How To Get Pregnant With PCOS

Polycystic ovarian syndrome is a disease that interferes with a woman’s reproductive system.  Due to a hormonal imbalance, there are a number of unwanted side effects including irregular periods, difficulty ovulating, facial hair growth, and weight gain.  The cost to treat polycystic ovarian syndrome depends on if a women wants to get pregnant or is simply trying to manage her symptoms.

Treatment for PCOS

If pregnancy is not an immediate goal, the first step to treating PCOS is through diet and exercise.  Getting to and maintaining a healthy weight is important for managing symptoms as well as preventing escalation into other diseases such as diabetes.  Many women with PCOS are overweight and find that when they lose weight, their hormones return to normal levels.

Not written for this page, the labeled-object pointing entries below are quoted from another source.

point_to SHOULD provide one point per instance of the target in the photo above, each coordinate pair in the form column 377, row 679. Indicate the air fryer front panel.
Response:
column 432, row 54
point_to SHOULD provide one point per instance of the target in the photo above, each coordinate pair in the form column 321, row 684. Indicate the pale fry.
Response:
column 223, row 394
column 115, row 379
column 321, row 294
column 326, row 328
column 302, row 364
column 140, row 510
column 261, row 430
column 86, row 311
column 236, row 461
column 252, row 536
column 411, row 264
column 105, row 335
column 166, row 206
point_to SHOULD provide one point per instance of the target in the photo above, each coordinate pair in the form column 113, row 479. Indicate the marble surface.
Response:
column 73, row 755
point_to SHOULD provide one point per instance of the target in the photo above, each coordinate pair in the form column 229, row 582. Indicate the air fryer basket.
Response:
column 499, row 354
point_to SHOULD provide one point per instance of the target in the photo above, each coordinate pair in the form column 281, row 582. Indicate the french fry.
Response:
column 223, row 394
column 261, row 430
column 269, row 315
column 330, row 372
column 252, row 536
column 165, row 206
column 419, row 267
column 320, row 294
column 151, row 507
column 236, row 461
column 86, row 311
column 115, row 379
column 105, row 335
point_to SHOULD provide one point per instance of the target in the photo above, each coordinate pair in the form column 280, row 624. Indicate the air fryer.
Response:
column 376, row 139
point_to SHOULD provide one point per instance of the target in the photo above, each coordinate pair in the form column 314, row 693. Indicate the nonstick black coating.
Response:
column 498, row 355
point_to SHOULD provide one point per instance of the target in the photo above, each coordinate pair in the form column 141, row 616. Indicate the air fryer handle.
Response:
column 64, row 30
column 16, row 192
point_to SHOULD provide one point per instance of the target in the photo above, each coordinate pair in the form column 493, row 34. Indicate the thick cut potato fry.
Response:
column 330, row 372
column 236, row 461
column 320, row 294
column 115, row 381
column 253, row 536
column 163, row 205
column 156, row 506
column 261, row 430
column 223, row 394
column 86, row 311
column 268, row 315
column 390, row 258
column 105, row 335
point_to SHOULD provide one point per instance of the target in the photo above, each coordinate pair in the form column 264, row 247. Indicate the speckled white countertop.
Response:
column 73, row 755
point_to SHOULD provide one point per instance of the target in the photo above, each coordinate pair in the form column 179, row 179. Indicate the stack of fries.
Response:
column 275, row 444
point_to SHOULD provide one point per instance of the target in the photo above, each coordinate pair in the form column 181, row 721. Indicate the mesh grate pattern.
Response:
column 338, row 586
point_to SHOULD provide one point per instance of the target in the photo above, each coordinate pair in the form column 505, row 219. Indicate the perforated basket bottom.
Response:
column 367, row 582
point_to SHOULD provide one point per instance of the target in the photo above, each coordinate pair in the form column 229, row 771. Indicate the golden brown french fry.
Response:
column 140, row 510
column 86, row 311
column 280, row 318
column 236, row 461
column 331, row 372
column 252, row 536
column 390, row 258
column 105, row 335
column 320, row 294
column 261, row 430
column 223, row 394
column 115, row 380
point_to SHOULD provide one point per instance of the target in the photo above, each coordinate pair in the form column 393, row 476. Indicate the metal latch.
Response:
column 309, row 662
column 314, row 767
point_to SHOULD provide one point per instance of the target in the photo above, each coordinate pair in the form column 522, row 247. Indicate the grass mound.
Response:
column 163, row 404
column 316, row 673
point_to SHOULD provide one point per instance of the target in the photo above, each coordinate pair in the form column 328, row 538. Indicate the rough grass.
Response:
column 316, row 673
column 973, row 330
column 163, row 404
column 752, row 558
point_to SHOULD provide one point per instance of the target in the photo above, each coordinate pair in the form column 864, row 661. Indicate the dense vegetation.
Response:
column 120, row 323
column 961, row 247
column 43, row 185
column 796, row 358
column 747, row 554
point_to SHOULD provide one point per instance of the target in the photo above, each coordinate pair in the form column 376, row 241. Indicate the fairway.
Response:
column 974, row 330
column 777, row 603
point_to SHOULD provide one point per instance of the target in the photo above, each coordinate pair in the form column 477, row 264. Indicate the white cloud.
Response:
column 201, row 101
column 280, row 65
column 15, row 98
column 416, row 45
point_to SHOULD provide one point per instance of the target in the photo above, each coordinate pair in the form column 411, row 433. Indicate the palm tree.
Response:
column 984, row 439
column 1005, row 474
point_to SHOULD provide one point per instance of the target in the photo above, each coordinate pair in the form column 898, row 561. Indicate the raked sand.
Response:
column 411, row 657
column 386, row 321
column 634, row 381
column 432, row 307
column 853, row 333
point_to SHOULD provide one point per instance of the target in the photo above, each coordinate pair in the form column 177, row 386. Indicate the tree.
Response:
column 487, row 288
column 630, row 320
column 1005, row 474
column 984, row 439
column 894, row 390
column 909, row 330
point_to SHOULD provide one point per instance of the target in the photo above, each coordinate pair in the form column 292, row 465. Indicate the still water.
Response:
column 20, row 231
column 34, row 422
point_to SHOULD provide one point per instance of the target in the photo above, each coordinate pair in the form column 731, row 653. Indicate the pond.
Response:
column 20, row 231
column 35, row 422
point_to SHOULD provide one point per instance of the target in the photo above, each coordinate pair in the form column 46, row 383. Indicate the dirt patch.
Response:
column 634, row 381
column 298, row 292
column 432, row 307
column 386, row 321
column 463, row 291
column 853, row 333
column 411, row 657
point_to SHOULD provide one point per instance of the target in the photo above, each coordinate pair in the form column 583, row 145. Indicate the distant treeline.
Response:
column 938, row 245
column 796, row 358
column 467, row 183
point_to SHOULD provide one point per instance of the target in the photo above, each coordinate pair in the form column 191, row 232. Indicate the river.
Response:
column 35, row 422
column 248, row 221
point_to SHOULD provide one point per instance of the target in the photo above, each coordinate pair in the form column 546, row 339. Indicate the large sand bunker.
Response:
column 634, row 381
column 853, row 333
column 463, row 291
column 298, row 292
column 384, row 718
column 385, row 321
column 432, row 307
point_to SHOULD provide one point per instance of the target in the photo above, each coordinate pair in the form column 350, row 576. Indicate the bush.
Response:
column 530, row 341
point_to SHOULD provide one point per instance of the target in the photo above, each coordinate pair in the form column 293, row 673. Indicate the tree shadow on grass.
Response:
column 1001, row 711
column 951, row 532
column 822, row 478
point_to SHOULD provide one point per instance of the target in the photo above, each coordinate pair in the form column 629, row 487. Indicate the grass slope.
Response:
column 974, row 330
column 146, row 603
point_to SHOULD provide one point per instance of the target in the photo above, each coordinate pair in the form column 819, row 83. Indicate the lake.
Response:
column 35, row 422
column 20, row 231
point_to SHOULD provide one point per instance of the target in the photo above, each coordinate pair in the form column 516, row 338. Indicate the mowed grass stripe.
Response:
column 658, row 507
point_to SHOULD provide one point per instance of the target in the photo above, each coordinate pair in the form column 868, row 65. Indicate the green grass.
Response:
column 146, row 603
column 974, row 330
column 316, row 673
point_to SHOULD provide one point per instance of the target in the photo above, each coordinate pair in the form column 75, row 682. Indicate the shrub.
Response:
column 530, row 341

When diet and exercise is not enough, your doctor may prescribe birth control to regulate hormones and to resume a normal monthly period.

Getting Pregnant with PCOS  PCOS

Women with PCOS often have difficulty becoming pregnant.  The best way to address this is through fertility treatment.  Fertility medication may be used to balance hormone levels in order to ovulate regularly. 

Commonly, PCOS fertility issues are treated with IVF, a procedure that can address both male and female fertility issues. At New Hope, cycles are below the average cost of IVF in NYC. This cost includes all of the procedures necessary during IVF including monitoring, egg harvesting, and embryo transfer. 

In addition to the cost of treatment, there is a cost for fertility medication.  Depending on your needs, the cost of medication can range from $100 - $5,000.  Women with PCOS often benefit from Mini IVF, a protocol that uses small doses of fertility medication.  This helps to avoid developing OHSS, a painful side effect of overstimulated ovaries.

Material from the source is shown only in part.